Data Quality
Overview
Data Streams can have automated validation checks enabled to monitor the quality of the data being received from the Asset.
These data quality validations are done at the edge in real time and any Application can subscribe to the results.
Note
The results are also saved to the Kelvin Cloud and will become available in future releases of Kelvin.
There are many types of data quality validation algorithms available to detect issues and maintain the integrity and reliability of data within the Kelvin Platform.
Data Quality Registration
Data Quality first needs to be registered.

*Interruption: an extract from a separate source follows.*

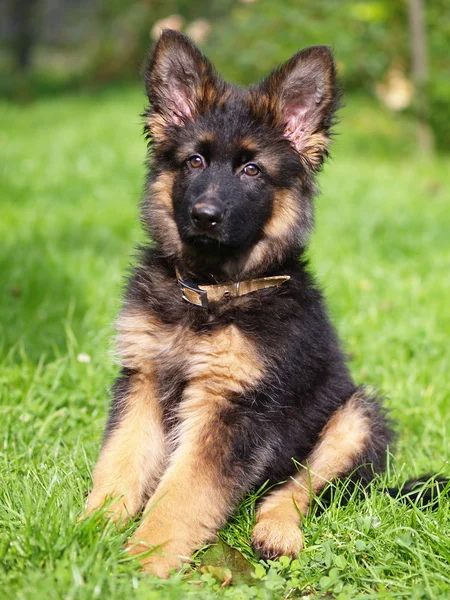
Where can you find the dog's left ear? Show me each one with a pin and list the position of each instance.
(305, 95)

Once registered, the selected data quality applications will monitor the data coming from the Asset/Data Stream pairs and output the results.
Note
Some Data Quality Applications will output regular reports, like Edge Data Availability, and others will only output reports when a problem is detected, like Outlier Detection.
Data Quality Inputs
Applications can subscribe selected Data Streams to run specific Data Quality validations.
Warning
You can subscribe to Asset/Data Streams for Data Quality validations which are not registered, but you will not receive any outputs as they are not being processed.
They can then see the validation's results in real time and react to any data quality issues. The type of reaction depends on the developer's requirements, for example sending emails or slack messages.
There are a number of inbuilt Data Quality validation options available.
| Validation | Description | Configurable Parameters |
|---|---|---|
| kelvin_timestamp_anomaly | Detects anomalies or irregularities in the timestamp sequence | None |
| kelvin_duplicate_detection | Detects duplicate values within a defined window size | window_size (default: 5) |
| kelvin_out_of_range_detection | Validates whether values fall within an expected range | min_threshold, max_threshold |
| kelvin_outlier_detection | Uses statistical methods to detect outliers over a moving window | model, threshold (default: 3), window_size (default: 10) |
| kelvin_data_availability | Ensures expected number of messages are received in a given time window | window_expected_number_msgs, window_time_interval_unit (second, minute, hour, day) |
All the validations are also saved in the Cloud and historical data will be accessible through the Kelvin UI in future releases.
Data Quality Outputs
It is also possible to create your own custom Data Quality Applications that will process and validate incoming Data Streams and then produce data quality information that can be used by other Applications.
The other Applications will connect to the custom validations through the Data Quality input key in the app.yaml and not directly to the Application doing the validation calculations.
All the validations are also saved in the Cloud and historical data will be accessible through the Kelvin UI in future releases.